I know that allocating a 2D array to the GPU that can be addressed in the form [i]array[j] isn’t fast due to the double pointers, but how do you actually allocate an array in such a manner? Searches on the forums have given the answer “flatten it to a 1D array”, but my supervisor wants to see the difference in access time between a double pointered array and the flattened version. Does anyone have a simple example of how to allocate and copy to/from a 2D array in this manner? Thanks in advance.
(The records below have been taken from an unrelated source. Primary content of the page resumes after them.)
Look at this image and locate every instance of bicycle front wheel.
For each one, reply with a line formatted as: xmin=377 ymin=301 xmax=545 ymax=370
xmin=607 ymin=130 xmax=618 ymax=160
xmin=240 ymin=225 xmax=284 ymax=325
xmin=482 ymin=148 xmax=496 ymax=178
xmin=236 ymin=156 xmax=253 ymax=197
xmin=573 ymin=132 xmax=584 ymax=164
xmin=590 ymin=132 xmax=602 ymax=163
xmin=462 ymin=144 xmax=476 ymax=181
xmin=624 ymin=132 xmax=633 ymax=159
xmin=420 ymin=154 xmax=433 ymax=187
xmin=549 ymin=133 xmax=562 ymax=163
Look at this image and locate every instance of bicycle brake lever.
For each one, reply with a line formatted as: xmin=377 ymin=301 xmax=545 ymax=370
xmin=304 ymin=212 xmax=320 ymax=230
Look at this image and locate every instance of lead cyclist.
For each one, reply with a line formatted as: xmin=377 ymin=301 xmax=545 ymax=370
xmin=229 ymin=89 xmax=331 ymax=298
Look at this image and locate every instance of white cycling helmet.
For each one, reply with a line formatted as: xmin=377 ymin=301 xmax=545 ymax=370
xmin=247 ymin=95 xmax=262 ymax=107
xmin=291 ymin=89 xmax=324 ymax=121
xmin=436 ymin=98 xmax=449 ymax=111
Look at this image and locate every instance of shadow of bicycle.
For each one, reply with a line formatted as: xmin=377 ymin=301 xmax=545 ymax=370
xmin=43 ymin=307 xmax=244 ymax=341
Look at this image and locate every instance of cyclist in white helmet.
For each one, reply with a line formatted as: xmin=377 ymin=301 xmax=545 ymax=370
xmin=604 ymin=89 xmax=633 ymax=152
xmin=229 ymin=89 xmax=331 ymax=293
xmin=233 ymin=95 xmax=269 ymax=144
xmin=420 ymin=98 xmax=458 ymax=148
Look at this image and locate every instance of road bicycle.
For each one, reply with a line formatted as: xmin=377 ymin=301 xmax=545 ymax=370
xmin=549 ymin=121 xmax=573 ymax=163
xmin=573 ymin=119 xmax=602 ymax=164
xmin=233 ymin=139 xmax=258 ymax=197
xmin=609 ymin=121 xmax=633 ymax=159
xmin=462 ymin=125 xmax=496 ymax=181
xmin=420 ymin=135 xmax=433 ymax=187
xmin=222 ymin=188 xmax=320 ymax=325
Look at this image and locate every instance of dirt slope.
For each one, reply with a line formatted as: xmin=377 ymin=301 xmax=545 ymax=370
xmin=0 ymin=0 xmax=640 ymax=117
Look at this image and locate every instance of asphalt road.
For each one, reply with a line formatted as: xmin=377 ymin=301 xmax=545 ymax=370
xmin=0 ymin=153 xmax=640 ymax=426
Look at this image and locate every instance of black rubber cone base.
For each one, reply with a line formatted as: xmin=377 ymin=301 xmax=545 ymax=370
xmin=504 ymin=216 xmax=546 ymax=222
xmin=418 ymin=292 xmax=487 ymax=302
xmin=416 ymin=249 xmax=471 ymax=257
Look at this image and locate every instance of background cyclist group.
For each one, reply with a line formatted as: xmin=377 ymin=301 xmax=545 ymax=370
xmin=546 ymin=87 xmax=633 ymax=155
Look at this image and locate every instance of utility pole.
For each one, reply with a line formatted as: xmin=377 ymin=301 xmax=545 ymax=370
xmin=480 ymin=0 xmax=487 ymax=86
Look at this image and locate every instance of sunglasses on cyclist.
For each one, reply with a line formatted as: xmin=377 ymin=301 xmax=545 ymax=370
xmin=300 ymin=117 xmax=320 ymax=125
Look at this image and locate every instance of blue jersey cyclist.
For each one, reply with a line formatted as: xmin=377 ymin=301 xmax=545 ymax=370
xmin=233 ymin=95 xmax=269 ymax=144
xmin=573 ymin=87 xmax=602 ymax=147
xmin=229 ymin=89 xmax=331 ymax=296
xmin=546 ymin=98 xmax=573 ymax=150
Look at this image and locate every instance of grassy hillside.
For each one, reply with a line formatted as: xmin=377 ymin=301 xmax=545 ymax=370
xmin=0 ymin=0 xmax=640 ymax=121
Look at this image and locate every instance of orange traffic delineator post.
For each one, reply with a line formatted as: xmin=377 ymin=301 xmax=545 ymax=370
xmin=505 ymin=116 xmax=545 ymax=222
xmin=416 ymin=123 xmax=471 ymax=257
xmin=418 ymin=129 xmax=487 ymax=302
This is a pretty trivial example, and I wouldn’t recommend it for benchmarking, but it at least shows one way to do it:
#include <assert.h>
#include <stdio.h>
#include <cuda_runtime.h>
#ifndef gpuAssert
#include <stdio.h>
#define gpuAssert( condition ) {if( (condition) != 0 ) { fprintf( stderr, "\n FAILURE %d in %s, line %d\n", condition, __FILE__, __LINE__ );exit( 1 );}}
#endif
#define _DSIZE (32)
__device__ float * ad[3];
__global__ void testkernel2(float *d)
{
unsigned int idx = threadIdx.x + blockDim.x*blockIdx.x;
d[idx] += ad[0][idx] + ad[1][idx] + ad[2][idx];
}
int main()
{
float *a, *b, *c, *d;
float *_a, *_b, *_c, *_d;
assert( !(( a = (float *)malloc(_DSIZE * sizeof(float)) ) == NULL) );
assert( !(( b = (float *)malloc(_DSIZE * sizeof(float)) ) == NULL) );
assert( !(( c = (float *)malloc(_DSIZE * sizeof(float)) ) == NULL) );
assert( !(( d = (float *)malloc(_DSIZE * sizeof(float)) ) == NULL) );
gpuAssert( cudaMalloc( (void**)&_a, _DSIZE * sizeof(float) ) );
gpuAssert( cudaMalloc( (void**)&_b, _DSIZE * sizeof(float) ) );
gpuAssert( cudaMalloc( (void**)&_c, _DSIZE * sizeof(float) ) );
gpuAssert( cudaMalloc( (void**)&_d, _DSIZE * sizeof(float) ) );
for(int i = 0; i < _DSIZE; i++) {
a[i] = 3.f;
b[i] = 5.f;
c[i] = 7.f;
d[i] = (float)i;
}
gpuAssert( cudaMemcpy(_a, a, _DSIZE * sizeof(float), cudaMemcpyHostToDevice) );
gpuAssert( cudaMemcpy(_b, b, _DSIZE * sizeof(float), cudaMemcpyHostToDevice) );
gpuAssert( cudaMemcpy(_c, c, _DSIZE * sizeof(float), cudaMemcpyHostToDevice) );
gpuAssert( cudaMemcpy(_d, d, _DSIZE * sizeof(float), cudaMemcpyHostToDevice) );
gpuAssert( cudaMemcpyToSymbol( ad, &_a, sizeof(float *), sizeof(float *) * (size_t)0, cudaMemcpyHostToDevice) );
gpuAssert( cudaMemcpyToSymbol( ad, &_b, sizeof(float *), sizeof(float *) * (size_t)1, cudaMemcpyHostToDevice) );
gpuAssert( cudaMemcpyToSymbol( ad, &_c, sizeof(float *), sizeof(float *) * (size_t)2, cudaMemcpyHostToDevice) );
testkernel2 <<< 1, _DSIZE >>> (_d);
gpuAssert( cudaThreadSynchronize() );
gpuAssert( cudaMemcpy(d, _d, _DSIZE * sizeof(float), cudaMemcpyDeviceToHost) );
for(int i = 0; i < _DSIZE; i++) {
fprintf(stdout, "%2d %6.1f\n", i, d[i]);
}
cudaFree(_a);
cudaFree(_b);
cudaFree(_c);
cudaFree(_d);
free(a);
free(b);
free(c);
free(d);
return cudaThreadExit();
}
You might be able to turn it into something that suits your needs.